Wichtigste Eigenschaft Mentalität eines Stehaufmännchens
Nächste Projekte "Schimanski: Loverboy" zum 75. Geburtstag Götz Georges und eine neue Folge des Dortmunder "Tatorts"
Traum Ein Film über deutsche Aussteiger, die sich in den Zwanzigerjahren auf den Galápagosinseln angesiedelt haben.

Heidi Ulmke
Wer sie ist Produzentin bei FFP Entertainment, spezialisiert auf massentaugliche Fernsehfilme.
Was sie macht Extrem erfolgreiche Verfilmungen der Romane von Rosamunde Pilcher und Barbara Wood, die insgesamt Hunderte von Millionen Zuschauern erreichen.

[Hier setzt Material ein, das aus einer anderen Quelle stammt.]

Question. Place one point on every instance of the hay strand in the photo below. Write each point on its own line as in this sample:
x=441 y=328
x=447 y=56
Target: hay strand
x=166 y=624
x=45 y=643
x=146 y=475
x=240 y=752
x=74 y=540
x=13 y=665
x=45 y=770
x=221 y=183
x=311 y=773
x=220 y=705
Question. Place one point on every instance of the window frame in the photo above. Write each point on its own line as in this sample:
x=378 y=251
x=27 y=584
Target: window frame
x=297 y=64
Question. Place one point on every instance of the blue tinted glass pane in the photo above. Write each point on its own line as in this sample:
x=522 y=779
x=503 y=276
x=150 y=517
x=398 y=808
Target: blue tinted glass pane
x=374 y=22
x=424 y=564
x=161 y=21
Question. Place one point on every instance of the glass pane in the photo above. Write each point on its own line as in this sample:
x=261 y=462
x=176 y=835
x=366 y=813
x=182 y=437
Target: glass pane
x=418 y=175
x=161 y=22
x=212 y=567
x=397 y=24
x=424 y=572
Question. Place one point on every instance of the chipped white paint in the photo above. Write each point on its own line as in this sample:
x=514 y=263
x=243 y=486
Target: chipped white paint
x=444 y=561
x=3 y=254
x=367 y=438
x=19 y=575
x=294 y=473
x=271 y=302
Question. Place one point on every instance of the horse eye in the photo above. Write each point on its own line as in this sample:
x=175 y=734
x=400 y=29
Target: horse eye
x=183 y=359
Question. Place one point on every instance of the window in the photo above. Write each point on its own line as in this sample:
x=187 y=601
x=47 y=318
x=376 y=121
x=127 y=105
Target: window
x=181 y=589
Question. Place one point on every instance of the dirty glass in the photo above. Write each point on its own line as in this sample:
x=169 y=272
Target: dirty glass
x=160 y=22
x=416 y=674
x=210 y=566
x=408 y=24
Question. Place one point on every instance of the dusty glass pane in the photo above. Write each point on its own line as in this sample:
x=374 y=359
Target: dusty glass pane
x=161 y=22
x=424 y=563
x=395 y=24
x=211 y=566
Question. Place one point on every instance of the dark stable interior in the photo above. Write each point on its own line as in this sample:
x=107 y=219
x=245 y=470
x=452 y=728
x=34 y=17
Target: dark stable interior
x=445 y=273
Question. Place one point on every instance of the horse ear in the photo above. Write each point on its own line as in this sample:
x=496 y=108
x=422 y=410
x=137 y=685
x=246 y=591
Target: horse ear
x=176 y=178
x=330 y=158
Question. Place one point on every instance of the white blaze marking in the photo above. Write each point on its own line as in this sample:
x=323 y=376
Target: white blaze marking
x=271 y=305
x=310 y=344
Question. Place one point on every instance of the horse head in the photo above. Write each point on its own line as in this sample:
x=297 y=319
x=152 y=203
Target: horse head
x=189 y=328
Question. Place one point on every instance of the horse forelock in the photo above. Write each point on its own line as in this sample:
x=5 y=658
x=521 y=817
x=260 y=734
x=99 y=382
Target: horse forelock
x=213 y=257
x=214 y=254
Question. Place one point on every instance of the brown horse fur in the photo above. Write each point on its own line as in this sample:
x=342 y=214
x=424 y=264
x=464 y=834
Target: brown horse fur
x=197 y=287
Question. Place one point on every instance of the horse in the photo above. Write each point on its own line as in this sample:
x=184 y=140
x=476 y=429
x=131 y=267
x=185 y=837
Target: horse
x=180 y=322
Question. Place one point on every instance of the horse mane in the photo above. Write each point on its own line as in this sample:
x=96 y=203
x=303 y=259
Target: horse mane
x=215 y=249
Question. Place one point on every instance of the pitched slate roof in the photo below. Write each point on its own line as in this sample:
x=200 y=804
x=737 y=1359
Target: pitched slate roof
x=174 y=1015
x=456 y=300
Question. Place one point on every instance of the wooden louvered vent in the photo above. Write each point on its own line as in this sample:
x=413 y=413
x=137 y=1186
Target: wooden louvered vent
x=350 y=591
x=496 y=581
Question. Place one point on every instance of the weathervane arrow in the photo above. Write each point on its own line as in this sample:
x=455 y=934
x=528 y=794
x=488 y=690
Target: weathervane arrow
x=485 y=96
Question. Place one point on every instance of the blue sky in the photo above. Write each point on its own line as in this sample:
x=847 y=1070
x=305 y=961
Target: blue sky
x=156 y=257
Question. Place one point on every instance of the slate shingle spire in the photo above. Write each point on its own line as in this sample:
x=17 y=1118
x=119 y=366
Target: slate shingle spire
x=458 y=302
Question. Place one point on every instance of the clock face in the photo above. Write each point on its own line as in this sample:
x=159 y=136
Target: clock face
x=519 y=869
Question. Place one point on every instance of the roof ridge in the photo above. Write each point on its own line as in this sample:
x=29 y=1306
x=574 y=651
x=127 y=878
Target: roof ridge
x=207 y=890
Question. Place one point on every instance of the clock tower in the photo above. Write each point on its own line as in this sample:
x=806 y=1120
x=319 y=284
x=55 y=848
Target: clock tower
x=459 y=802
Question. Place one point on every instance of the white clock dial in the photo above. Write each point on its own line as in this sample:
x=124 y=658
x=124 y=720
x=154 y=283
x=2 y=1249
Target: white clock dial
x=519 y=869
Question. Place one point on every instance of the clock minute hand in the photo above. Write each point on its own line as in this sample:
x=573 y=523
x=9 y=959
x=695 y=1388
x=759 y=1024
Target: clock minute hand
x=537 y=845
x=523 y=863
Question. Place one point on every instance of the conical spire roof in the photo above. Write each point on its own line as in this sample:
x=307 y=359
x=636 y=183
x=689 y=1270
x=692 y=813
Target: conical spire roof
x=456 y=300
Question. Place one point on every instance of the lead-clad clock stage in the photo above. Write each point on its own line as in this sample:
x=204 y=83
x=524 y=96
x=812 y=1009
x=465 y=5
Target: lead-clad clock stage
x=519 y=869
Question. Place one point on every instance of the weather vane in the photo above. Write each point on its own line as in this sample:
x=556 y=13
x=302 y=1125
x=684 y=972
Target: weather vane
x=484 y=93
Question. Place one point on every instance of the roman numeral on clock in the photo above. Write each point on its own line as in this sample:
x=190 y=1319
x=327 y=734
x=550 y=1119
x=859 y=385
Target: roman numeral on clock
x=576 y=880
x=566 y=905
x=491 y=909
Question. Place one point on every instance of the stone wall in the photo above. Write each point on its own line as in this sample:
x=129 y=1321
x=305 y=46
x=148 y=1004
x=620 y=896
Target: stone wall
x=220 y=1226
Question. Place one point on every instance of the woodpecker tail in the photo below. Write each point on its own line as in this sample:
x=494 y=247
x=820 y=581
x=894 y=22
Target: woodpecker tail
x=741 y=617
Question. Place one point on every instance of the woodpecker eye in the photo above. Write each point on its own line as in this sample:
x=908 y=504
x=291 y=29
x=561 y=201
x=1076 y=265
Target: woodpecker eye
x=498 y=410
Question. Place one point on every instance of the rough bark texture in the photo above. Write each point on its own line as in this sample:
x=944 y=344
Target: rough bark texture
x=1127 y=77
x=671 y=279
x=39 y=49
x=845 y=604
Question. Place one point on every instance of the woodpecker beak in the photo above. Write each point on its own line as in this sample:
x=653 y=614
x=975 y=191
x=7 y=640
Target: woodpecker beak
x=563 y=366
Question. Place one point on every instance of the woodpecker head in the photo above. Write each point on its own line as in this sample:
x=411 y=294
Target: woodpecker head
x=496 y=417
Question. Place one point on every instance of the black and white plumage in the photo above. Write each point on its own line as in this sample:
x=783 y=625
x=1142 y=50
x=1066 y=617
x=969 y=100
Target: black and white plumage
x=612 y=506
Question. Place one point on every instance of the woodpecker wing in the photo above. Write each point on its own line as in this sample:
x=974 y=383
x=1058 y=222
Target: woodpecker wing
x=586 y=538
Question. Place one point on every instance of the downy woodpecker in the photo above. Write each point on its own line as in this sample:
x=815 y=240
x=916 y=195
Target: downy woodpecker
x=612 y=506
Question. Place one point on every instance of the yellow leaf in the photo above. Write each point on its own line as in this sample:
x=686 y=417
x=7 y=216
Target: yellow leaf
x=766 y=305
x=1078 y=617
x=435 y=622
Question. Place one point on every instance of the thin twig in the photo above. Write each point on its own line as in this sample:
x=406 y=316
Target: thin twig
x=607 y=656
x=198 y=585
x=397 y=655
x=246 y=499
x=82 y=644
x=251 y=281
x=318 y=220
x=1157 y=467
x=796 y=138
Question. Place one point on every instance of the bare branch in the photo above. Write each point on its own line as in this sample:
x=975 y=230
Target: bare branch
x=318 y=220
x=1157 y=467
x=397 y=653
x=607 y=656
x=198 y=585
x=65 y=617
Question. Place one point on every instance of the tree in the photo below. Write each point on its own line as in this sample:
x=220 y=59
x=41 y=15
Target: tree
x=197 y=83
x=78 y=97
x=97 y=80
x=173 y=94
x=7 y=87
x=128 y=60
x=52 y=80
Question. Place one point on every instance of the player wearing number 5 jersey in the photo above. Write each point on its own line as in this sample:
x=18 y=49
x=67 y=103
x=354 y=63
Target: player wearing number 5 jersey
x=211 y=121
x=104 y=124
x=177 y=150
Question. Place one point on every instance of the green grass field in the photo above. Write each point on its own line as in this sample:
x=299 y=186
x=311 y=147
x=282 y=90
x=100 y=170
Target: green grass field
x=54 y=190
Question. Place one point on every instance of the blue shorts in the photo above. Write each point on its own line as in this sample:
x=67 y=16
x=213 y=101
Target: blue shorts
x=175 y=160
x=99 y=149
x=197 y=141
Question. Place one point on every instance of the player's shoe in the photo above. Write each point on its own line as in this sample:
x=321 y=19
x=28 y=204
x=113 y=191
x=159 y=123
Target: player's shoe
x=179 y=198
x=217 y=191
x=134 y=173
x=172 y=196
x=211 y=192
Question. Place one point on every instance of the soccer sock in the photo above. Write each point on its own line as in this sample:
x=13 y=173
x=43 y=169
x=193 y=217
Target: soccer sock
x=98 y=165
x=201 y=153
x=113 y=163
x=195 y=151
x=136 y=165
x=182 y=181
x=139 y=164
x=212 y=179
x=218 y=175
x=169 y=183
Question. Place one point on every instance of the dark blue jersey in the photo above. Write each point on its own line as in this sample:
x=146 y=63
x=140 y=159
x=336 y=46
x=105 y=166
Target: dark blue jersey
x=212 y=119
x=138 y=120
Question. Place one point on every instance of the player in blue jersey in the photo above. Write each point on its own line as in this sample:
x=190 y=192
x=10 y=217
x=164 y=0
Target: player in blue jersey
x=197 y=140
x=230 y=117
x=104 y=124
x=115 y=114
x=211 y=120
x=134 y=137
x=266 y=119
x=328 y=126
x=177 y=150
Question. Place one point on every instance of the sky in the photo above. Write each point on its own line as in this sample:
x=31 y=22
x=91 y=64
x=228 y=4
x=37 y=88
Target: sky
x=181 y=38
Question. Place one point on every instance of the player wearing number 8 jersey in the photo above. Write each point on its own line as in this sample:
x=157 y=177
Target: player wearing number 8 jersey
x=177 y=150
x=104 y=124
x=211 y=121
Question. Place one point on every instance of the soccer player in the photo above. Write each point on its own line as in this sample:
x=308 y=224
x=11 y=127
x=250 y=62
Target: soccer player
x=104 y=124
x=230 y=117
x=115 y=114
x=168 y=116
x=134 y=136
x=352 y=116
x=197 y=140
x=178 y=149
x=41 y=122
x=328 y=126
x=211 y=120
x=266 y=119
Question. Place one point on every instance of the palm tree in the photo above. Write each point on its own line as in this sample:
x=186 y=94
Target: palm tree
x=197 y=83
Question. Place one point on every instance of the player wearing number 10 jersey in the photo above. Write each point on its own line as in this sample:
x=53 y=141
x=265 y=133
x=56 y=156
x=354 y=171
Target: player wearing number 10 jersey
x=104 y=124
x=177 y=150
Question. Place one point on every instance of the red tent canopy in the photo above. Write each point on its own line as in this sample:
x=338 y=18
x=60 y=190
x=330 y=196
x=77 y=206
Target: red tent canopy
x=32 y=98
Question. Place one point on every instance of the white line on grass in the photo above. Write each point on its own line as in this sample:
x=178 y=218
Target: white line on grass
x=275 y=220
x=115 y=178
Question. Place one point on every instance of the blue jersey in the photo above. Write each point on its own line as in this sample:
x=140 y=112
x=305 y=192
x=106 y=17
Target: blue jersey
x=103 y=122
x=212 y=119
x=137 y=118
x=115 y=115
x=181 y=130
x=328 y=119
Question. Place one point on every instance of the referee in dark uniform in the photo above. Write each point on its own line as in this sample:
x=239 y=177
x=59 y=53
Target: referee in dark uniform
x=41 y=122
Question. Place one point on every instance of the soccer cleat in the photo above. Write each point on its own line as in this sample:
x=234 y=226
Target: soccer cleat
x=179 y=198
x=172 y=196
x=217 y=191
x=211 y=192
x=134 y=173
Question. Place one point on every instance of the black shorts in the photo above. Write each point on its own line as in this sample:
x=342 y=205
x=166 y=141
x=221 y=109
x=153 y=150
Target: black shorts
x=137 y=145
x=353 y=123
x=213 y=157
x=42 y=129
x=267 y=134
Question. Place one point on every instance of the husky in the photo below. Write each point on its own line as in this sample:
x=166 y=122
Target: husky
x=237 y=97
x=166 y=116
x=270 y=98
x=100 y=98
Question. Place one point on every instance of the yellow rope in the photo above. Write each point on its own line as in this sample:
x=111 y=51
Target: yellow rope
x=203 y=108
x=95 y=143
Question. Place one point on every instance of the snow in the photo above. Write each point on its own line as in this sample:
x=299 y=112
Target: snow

Was sie kann Arbeitet schnell und zuverlässig. Liefert mit hohem Output optisch hochwertige Mainstream-Unterhaltung ab

Christine Strobl
Wer sie ist Tochter von Bundesfinanzminister Wolfgang Schäuble. Seit Juli 2012 Chefin der ARD-eigenen Produktions- und Einkaufsfirma Degeto mit einem Jahresetat von rund 400 Mio. Euro.
Was sie kann Gilt als entscheidungsfreudig und mutig, scheut keine Konflikte.
Was sie macht Räumt bei der Degeto auf, versorgt die ARD mit 12 000 Stunden Programm im Jahr und sucht nach Filmen mit mehr Niveau.